Construction companies stepped up their pitch after consulting firm Barbour ABI said this week that infrastructure spending fell 20 per cent in July. Ms May's move to delay a go-ahead for the UK's first new nuclear power plant in three decades, along with postponements of a decision on a new runway for London's Heathrow or Gatwick airport, has raised questions about the UK's commitment to infrastructure.
Economists Simon Wells and Liz Martins at HSBC expect the government to borrow as much as £50 billion (S$88 billion) to boost infrastructure spending.
"In the current environment, the case for public investment is compelling," Ms Martins and Mr Wells wrote in a report this week. The Bank of England's decision to lower interest rates this month means borrowing costs have dropped, and Ms May pledged an end to so-called austerity when she took over.
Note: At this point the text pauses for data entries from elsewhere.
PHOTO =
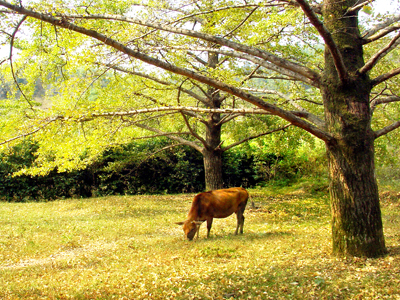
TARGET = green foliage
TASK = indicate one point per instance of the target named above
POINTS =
(128, 247)
(141, 168)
Carillion hopes it will benefit from rail and defense spending and the proposed airport expansion, among other projects, Mr Howson said.
Balfour Beatty, which this month reported a pretax loss of £21 million for the first half of the year, also said the impact of Brexit on construction companies will be determined by UK authorities' response.
"A lot will depend on the government's continued support for infrastructure investment," CEO Leo Quinn said in a phone interview a week ago.
Persimmon Plc CEO Jeff Fairburn told Bloomberg Television on Tuesday that the housing sector had been "well-supported by the government over recent years," including new measures to help first-time home buyers.
"Any further help from government in that regard will be welcomed," he said. The firm saw a slight slowdown going into the Brexit vote, the CEO added, but business since then has been "very robust".
The potential for further housing stimulus is growing, Whitman Howard Ltd analyst Scott Fulton said by e-mail. The Treasury could extend London's 40 per cent Help to Buy program to the rest of England and Wales or offer a stamp duty holiday, he said.
While building activity has slowed since the referendum, Brexit could worsen a shortage of skilled laborers if it restricts immigration from the EU, construction-company executives said. Persimmon said it already struggles with a dearth of workers with bricklaying skills. Carillion's Howson said the labour shortage in the UK was "absolutely critical" three years ago and could become problematic again.
"The main source of labour over the last 10 years has been eastern Europe," he said.